R/occ_data.R

Defines functions occ_data

Documented in occ_data

#' Legacy alternative to occ_search  
#'
#' @param taxonKey (numeric) A taxon key from the GBIF backbone. All included 
#' and synonym taxa are included in the search, so a search for aves with 
#' taxononKey=212 will match all birds, no matter which species. You can pass 
#' many keys to \code{occ_search(taxonKey=c(1,212))}.
#' @param scientificName A scientific name from the GBIF backbone. All included
#' and synonym taxa are included in the search.
#' @param country (character) The 2-letter country code (ISO-3166-1) 
#' in which the occurrence was recorded. \code{enumeration_country()}.
#' @param datasetKey (character) The occurrence dataset uuid key. That can be 
#' found in the dataset page url. For example, "7e380070-f762-11e1-a439-00145
#' eb45e9a" is the key for [Natural History Museum (London) Collection Specimens](https://www.gbif.org/dataset/7e380070-f762-11e1-a439-00145eb45e9a).
#' @param eventDate (character) Occurrence date in ISO 8601 format: yyyy, 
#' yyyy-MM, yyyy-MM-dd, or MM-dd. Supports range queries, 'smaller,larger' 
#' ('1990,1991', whereas '1991,1990' wouldn't work).
#' @param catalogNumber (character) An identifier of any form assigned by the 
#' source within a physical collection or digital dataset for the record which 
#' may not unique, but should be fairly unique in combination with the 
#' institution and collection code.
#' @param recordedBy (character) The person who recorded the occurrence.
#' @param recordedByID (character) Identifier (e.g. ORCID) for the person who
#' recorded the occurrence
#' @param identifiedByID (character) Identifier (e.g. ORCID) for the person who
#' provided the taxonomic identification of the occurrence.
#' @param collectionCode (character) An identifier of any form assigned by the 
#' source to identify the physical collection or digital dataset uniquely within 
#' the text of an institution.
#' @param institutionCode An identifier of any form assigned by the source to 
#' identify the institution the record belongs to.
#' @param basisOfRecord (character) The specific nature of the data record. See 
#' [here](https://gbif.github.io/parsers/apidocs/org/gbif/api/vocabulary/BasisOfRecord.html).
#'    
#'    \itemize{
#'      \item "FOSSIL_SPECIMEN" 
#'      \item "HUMAN_OBSERVATION" 
#'      \item "MATERIAL_CITATION" 
#'      \item "MATERIAL_SAMPLE" 
#'      \item "LIVING_SPECIMEN" 
#'      \item "MACHINE_OBSERVATION" 
#'      \item "OBSERVATION" 
#'      \item "PRESERVED_SPECIMEN" 
#'      \item "OCCURRENCE"  
#'    }
#' @param year The 4 digit year.

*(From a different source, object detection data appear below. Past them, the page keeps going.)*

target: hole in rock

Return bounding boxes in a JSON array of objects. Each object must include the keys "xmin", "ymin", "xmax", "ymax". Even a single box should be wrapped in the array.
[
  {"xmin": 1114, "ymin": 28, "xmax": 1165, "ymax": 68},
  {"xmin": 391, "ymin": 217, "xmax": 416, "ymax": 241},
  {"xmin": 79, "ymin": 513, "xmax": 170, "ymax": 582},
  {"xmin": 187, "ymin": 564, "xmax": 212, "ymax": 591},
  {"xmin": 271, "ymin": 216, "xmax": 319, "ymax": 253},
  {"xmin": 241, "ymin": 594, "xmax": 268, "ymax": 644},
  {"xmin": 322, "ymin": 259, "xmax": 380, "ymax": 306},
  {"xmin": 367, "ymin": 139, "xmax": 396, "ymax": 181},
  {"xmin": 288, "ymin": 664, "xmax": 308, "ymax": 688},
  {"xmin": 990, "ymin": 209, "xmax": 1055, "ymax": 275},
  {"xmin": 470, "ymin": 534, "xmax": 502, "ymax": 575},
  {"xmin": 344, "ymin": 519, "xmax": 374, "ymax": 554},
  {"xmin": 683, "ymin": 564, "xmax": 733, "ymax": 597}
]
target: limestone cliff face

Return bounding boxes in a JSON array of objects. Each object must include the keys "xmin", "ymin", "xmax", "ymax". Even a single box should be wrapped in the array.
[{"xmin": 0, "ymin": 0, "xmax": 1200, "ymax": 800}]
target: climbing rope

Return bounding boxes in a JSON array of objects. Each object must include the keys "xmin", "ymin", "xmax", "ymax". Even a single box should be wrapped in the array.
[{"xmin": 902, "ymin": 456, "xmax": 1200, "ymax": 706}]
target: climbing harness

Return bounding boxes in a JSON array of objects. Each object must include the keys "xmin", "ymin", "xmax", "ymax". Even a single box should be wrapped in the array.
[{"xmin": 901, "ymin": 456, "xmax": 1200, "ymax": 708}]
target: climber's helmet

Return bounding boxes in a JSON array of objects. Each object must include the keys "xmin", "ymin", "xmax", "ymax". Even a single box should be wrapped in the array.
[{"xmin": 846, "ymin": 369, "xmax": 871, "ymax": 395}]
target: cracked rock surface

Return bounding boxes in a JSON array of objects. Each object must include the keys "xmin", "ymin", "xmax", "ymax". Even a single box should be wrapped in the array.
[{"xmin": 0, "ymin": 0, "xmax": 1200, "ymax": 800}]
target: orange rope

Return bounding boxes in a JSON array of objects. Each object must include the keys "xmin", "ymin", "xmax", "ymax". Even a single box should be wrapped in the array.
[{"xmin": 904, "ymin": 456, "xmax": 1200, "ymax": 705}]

A year of 98 will be interpreted as AD 98. 
#' Supports range queries, 'smaller,larger' (e.g., '1990,1991', whereas 1991,
#' 1990' wouldn't work).
#' @param month The month of the year, starting with 1 for January. Supports 
#' range queries, 'smaller,larger' (e.g., '1,2', whereas '2,1' wouldn't work).
#' @param search (character) Query terms. The value for this parameter can be a 
#' simple word or a phrase. For example, [search="puma"](https://www.gbif.org/occurrence/search?q=puma)

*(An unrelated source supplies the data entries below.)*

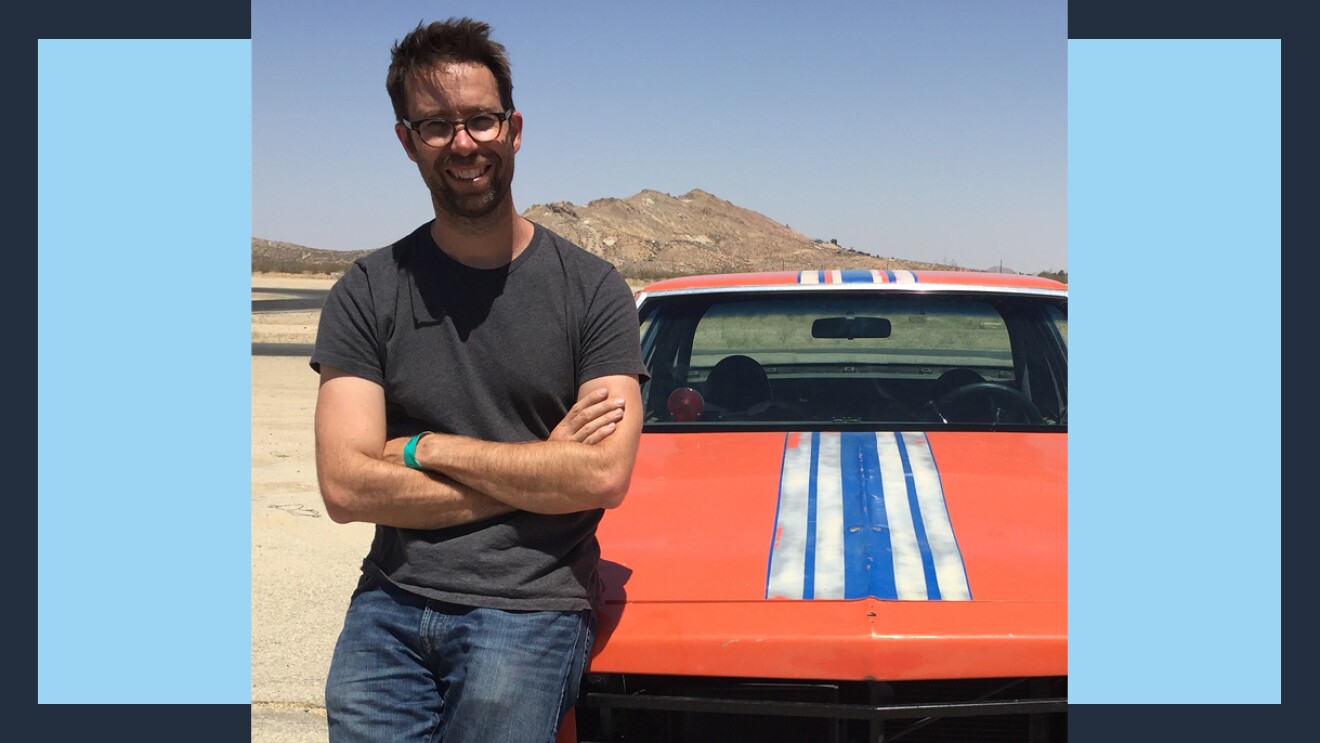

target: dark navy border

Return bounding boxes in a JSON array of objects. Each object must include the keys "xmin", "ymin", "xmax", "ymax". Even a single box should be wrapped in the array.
[
  {"xmin": 20, "ymin": 0, "xmax": 1293, "ymax": 743},
  {"xmin": 22, "ymin": 0, "xmax": 252, "ymax": 743},
  {"xmin": 1068, "ymin": 0, "xmax": 1293, "ymax": 743}
]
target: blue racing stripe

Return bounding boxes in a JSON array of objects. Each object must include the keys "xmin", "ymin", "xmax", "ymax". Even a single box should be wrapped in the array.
[
  {"xmin": 849, "ymin": 433, "xmax": 899, "ymax": 599},
  {"xmin": 803, "ymin": 433, "xmax": 821, "ymax": 599},
  {"xmin": 840, "ymin": 432, "xmax": 875, "ymax": 599},
  {"xmin": 894, "ymin": 433, "xmax": 940, "ymax": 600}
]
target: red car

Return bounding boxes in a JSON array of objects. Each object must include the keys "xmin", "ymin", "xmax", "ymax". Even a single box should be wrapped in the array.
[{"xmin": 566, "ymin": 271, "xmax": 1068, "ymax": 743}]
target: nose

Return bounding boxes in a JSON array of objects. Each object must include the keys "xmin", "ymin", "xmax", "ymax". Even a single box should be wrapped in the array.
[{"xmin": 449, "ymin": 124, "xmax": 477, "ymax": 154}]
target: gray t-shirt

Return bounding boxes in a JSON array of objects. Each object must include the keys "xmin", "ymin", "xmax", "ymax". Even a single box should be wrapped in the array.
[{"xmin": 312, "ymin": 223, "xmax": 645, "ymax": 611}]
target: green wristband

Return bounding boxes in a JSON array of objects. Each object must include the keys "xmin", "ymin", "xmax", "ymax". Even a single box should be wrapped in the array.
[{"xmin": 404, "ymin": 430, "xmax": 430, "ymax": 470}]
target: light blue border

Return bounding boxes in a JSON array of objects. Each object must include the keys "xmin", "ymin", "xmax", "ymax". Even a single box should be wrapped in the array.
[
  {"xmin": 1068, "ymin": 40, "xmax": 1280, "ymax": 703},
  {"xmin": 37, "ymin": 40, "xmax": 252, "ymax": 703}
]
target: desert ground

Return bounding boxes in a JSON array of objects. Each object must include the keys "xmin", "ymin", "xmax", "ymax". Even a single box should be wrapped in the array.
[{"xmin": 252, "ymin": 275, "xmax": 372, "ymax": 743}]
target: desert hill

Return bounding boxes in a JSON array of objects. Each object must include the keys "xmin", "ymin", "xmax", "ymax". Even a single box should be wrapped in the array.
[{"xmin": 252, "ymin": 189, "xmax": 971, "ymax": 280}]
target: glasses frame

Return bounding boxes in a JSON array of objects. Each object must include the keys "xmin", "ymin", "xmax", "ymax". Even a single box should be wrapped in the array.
[{"xmin": 399, "ymin": 108, "xmax": 513, "ymax": 148}]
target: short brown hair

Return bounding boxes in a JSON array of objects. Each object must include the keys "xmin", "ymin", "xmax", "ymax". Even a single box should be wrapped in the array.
[{"xmin": 385, "ymin": 18, "xmax": 513, "ymax": 121}]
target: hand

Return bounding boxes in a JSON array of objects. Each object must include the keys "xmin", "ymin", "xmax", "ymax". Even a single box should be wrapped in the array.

#' @param decimalLatitude Latitude in decimals between -90 and 90 based on 
#' WGS84. Supports range queries, 'smaller,larger' (e.g., '25,30', whereas 
#' '30,25' wouldn't work).
#' @param decimalLongitude Longitude in decimals between -180 and 180 based on 
#' WGS84. Supports range queries (e.g., '-0.4,-0.2', whereas '-0.2,-0.4' 
#' wouldn't work).
#' @param publishingCountry The 2-letter country code (as per ISO-3166-1) of 
#' the country in which the occurrence was recorded. See 
#' \code{enumeration_country()}. 
#' @param elevation Elevation in meters above sea level. Supports range 
#' queries, 'smaller,larger' (e.g., '5,30', whereas '30,5' wouldn't work).
#' @param depth Depth in meters relative to elevation. For example 10 meters 
#' below a lake surface with given elevation. Supports range queries, 
#' 'smaller,larger' (e.g., '5,30', whereas '30,5' wouldn't work). 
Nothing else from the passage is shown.